As empresas Expresso Azul e Viasul cancelaram linhas previstas para ontem e hoje. Ontem, quatro horários da Azul que fazem o itinerário entre a rodoviária de Lajeado e Porto Alegre foram cancelados. Hoje, as linhas até a Capital das 6h25min, 6h30min, 9h, 12h15min, 15h e 15h30min não circulam.

Da Viasul estão canceladas as linhas das 15h25min e 16h30min entre Lajeado e Venâncio Aires. No trajeto contrário, foram suspensos os horários das 13h, 14h10min e 16h15min.

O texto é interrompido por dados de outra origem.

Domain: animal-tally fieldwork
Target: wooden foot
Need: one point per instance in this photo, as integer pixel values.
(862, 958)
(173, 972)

Moradora de Rio Pardo, Sandriny Soares, 20, trabalha em uma rede de lojas com filial em Lajeado. Ela estava na cidade à trabalho desde terça-feira e ficaria até hoje, mas decidiu voltar ontem para evitar ficar sem transporte. “Acho que as pessoas tem direito de protestar, mas não poderiam atrapalhar ou impedir as outras pessoas de seguir com seu trabalho ou estudo.”

Falta ração

Com mil suínos alojados no sistema de terminação, Fernando Heid, de Marques de Souza, reduziu pela metade a quantidade de ração fornecida aos animais por dia. “O normal é tratar três quilos por suíno. Eu forneço apenas 1,5 quilos e mesmo assim vai faltar”, adianta.

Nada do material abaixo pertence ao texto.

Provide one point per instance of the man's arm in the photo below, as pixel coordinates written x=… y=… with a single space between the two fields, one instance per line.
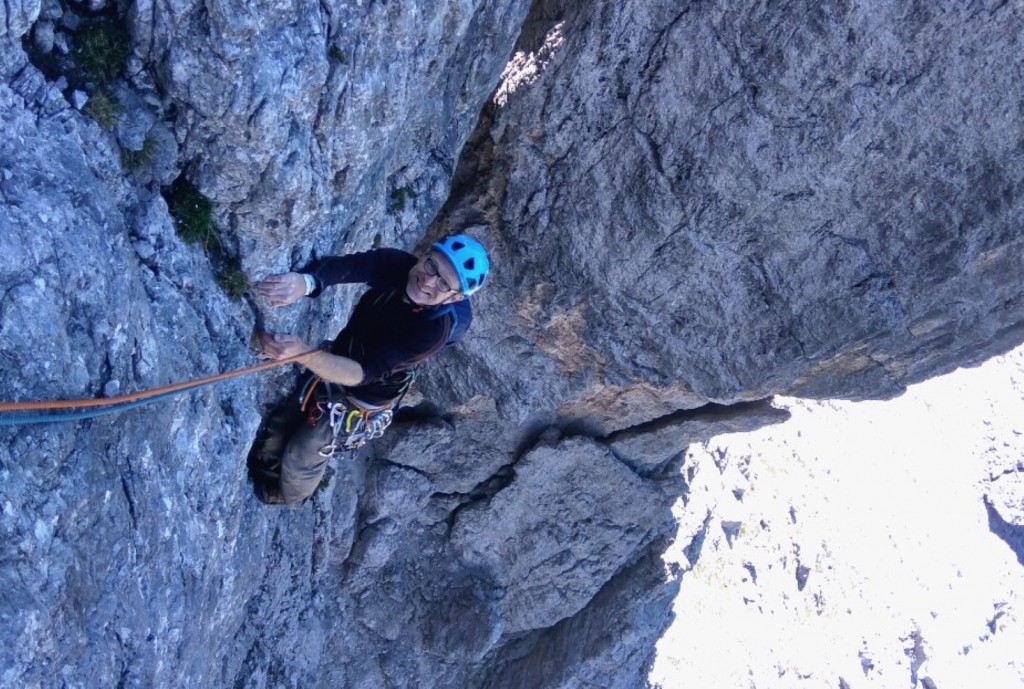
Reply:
x=331 y=368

A empresa para a qual ele trabalha tem previsto o alojamento de outros 700 animais até sábado. “Para estes, não tenho um quilo de ração. Vou tratar com água”, ironiza. A última entrega de ração ocorreu na semana passada. Foram descarregados 19 mil quilos nos silos.

Conforme nota enviada pela empresa, os caminhões estão tendo dificuldade de fazer o carregamento em Montenegro, onde fica a fábrica. “Diariamente, 90 caminhões carregavam três vezes ao dia no local. Desde terça, apenas 20 carregaram”, conta.

Ainda na quarta-feira, as cooperativas Dália e Languiru anunciaram a suspensão das principais atividades. Há também problemas de abastecimento em diversas empresas de laticínios.

Construção civil

Empresários do ramo da construção civil também foram atingidos pelo protesto dos caminhoneiros. Roberto Lucchese, construtor de Lajeado, confirma as dificuldades. “Tínhamos previsão de concretagem na quarta-feira, e conseguimos nos organizar e passar para quinta-feira. Mas o caminhão de cimento não conseguiu chegar. Se seguir assim, na semana que vem vamos parar a empresa. Mesmo assim, apoiamos o movimento. Estão brigando por nós.”